Kontribusi Ekonomi dan Pajak yang Signifikan

Industri tekstil juga memberikan kontribusi besar terhadap penerimaan negara. Dengan PPN sebesar 11%, pemerintah dapat mengumpulkan hingga Rp 25 triliun per tahun dari sektor ini. Belum lagi, kontribusi PPN impor bahan baku seperti kapas yang diperkirakan mencapai Rp 18,95 triliun per tahun, berdasarkan konsumsi kapas domestik sebesar 611.550 metrik ton per 2023.

Namun, Redma menyoroti bahwa besarnya potensi ini terhambat oleh maraknya barang impor dan selundupan, terutama pada produk kain dan garmen. Hal ini berdampak pada penurunan kapasitas produksi di sektor benang dan poliester.

"Masuknya kain impor membuat produk lokal tidak dibutuhkan. Akibatnya, pabrik benang dan poliester terpaksa mengurangi kapasitas produksi atau bahkan tutup," jelas Redma.
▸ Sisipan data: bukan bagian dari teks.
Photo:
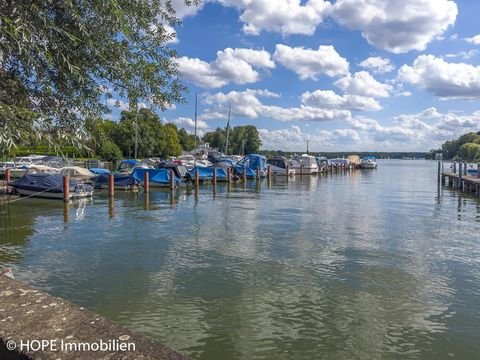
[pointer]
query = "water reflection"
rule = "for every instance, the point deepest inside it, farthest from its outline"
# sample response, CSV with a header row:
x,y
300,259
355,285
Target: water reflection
x,y
374,264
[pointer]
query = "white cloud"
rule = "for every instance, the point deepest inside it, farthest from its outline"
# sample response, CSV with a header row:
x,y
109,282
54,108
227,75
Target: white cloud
x,y
309,63
282,16
363,84
466,55
377,64
294,139
445,80
190,123
474,39
231,65
328,99
247,104
396,26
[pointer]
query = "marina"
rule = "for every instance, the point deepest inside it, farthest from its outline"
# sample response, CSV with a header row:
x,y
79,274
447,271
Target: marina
x,y
304,265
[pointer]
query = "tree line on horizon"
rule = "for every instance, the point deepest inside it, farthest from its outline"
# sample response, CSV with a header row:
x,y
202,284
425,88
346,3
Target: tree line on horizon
x,y
466,147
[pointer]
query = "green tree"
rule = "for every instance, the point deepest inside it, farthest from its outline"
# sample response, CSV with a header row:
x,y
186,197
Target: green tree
x,y
57,58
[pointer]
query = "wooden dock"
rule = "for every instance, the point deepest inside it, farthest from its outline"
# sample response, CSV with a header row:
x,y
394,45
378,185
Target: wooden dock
x,y
459,181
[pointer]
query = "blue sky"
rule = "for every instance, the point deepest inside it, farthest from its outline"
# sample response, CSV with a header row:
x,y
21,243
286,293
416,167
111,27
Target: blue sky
x,y
359,75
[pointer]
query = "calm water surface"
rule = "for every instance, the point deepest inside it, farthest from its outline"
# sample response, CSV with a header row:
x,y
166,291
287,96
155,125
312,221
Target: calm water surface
x,y
375,264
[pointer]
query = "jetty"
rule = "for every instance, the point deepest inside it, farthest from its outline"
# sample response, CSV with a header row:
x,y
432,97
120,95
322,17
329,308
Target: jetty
x,y
459,179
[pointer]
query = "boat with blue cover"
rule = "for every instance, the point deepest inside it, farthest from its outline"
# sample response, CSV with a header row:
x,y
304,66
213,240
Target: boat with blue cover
x,y
49,186
157,177
120,181
250,164
206,173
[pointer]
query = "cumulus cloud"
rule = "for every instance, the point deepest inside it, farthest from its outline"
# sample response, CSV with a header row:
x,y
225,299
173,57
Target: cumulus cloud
x,y
331,100
474,40
189,123
377,64
247,104
309,63
282,16
445,80
396,27
231,65
363,84
294,139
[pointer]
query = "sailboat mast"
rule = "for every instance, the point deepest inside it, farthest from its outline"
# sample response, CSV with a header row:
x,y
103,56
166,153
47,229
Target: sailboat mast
x,y
228,129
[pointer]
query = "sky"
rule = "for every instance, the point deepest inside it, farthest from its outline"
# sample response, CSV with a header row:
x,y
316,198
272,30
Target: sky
x,y
346,75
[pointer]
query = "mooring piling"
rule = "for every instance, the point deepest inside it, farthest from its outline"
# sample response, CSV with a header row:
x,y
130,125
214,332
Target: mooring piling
x,y
111,185
66,188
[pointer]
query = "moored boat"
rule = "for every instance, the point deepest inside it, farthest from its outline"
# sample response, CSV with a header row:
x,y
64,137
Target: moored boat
x,y
305,164
279,166
368,162
49,186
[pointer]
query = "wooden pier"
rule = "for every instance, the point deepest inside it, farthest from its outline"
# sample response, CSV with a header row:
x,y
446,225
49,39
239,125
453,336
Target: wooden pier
x,y
459,180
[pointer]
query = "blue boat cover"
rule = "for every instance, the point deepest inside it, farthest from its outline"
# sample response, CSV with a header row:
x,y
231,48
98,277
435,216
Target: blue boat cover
x,y
160,176
42,182
251,163
118,180
206,173
99,171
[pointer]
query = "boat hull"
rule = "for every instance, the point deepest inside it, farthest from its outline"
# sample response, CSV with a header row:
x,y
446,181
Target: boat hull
x,y
53,195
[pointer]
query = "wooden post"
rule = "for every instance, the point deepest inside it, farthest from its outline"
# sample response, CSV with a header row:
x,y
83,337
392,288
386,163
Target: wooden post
x,y
196,178
439,174
66,188
111,185
146,182
172,179
459,183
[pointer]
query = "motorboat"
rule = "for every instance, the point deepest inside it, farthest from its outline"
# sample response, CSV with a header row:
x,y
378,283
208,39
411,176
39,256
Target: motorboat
x,y
77,172
279,166
49,186
250,164
304,164
368,162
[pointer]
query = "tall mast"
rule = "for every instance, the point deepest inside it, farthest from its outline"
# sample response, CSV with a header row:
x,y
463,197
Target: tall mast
x,y
228,128
195,140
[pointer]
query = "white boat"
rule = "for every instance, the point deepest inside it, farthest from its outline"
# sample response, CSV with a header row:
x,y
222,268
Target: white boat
x,y
368,162
278,166
77,172
305,164
49,186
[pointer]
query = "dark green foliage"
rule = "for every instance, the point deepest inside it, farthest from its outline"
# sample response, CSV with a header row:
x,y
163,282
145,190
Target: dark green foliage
x,y
57,59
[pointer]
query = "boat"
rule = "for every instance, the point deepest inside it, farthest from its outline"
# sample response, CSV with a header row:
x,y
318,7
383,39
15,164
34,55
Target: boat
x,y
77,172
339,162
129,165
159,177
49,186
368,162
322,163
304,164
250,164
41,169
279,166
206,173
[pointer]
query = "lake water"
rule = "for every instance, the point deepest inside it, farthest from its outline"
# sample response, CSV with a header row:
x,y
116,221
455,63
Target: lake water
x,y
366,265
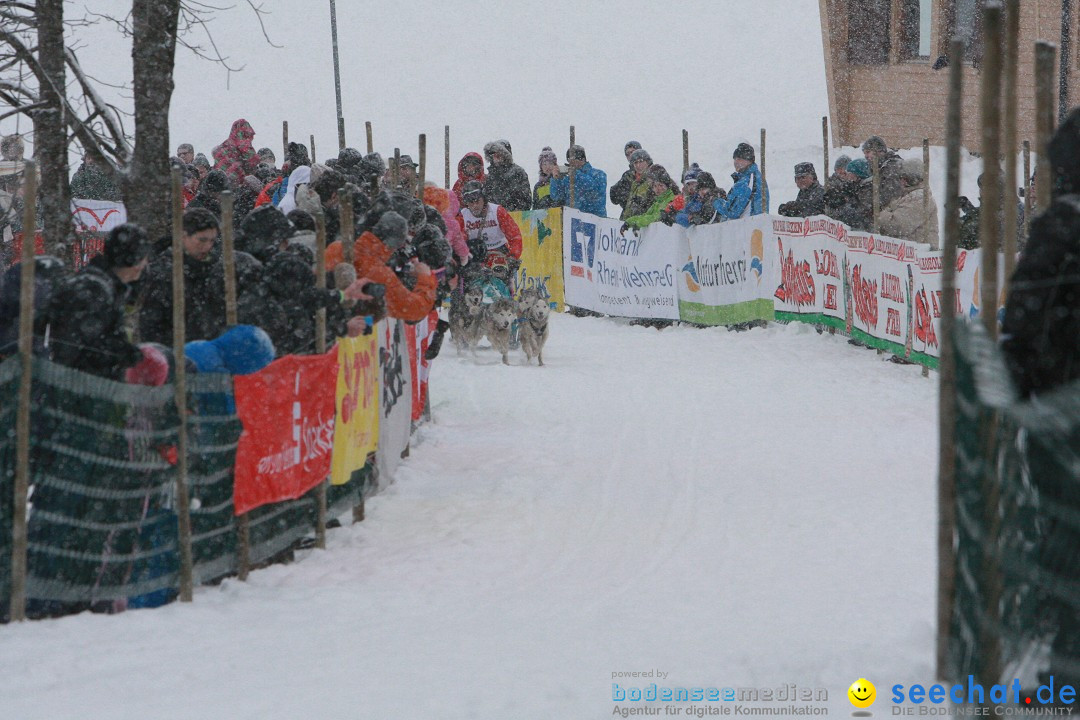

Kebijakan Perlindungan Dibutuhkan

Redma menilai, langkah konkret dari pemerintah sangat diperlukan untuk melindungi industri tekstil dari ancaman barang impor dan selundupan. Pengawasan terhadap produk kain dan garmen di sektor hilir harus diperketat.

"Pemerintah perlu memprioritaskan penggunaan produk tekstil lokal, terutama untuk kebutuhan proyek nasional seperti seragam sekolah dan pengadaan pemerintah lainnya," tambahnya.

Selain itu, Redma juga mempertanyakan keakuratan data dari Badan Pusat Statistik (BPS) yang mencatat pertumbuhan sektor tekstil sebesar 7,43% pada triwulan III 2024. Ia menduga angka ini terdistorsi akibat importasi besar-besaran yang tidak tercatat, sehingga terlihat seolah-olah neraca perdagangan tekstil dalam negeri positif.

"Faktanya, banyak pabrik tutup, PHK terjadi di mana-mana, dan neraca perdagangan tekstil kita negatif lebih dari US$ 2,5 miliar tahun ini," tegasnya.

Industri tekstil lokal memiliki kapasitas yang cukup untuk memenuhi kebutuhan domestik. Oleh karena itu, Redma mendorong pemerintah untuk segera mengambil langkah strategis demi melindungi keberlangsungan sektor ini.

"Jika kebijakan yang melindungi industri tidak segera diterapkan, pabrik-pabrik yang memproduksi kain, benang, poliester, PTA, hingga Paraxylene akan terus tertekan dan berisiko tutup," pungkasnya.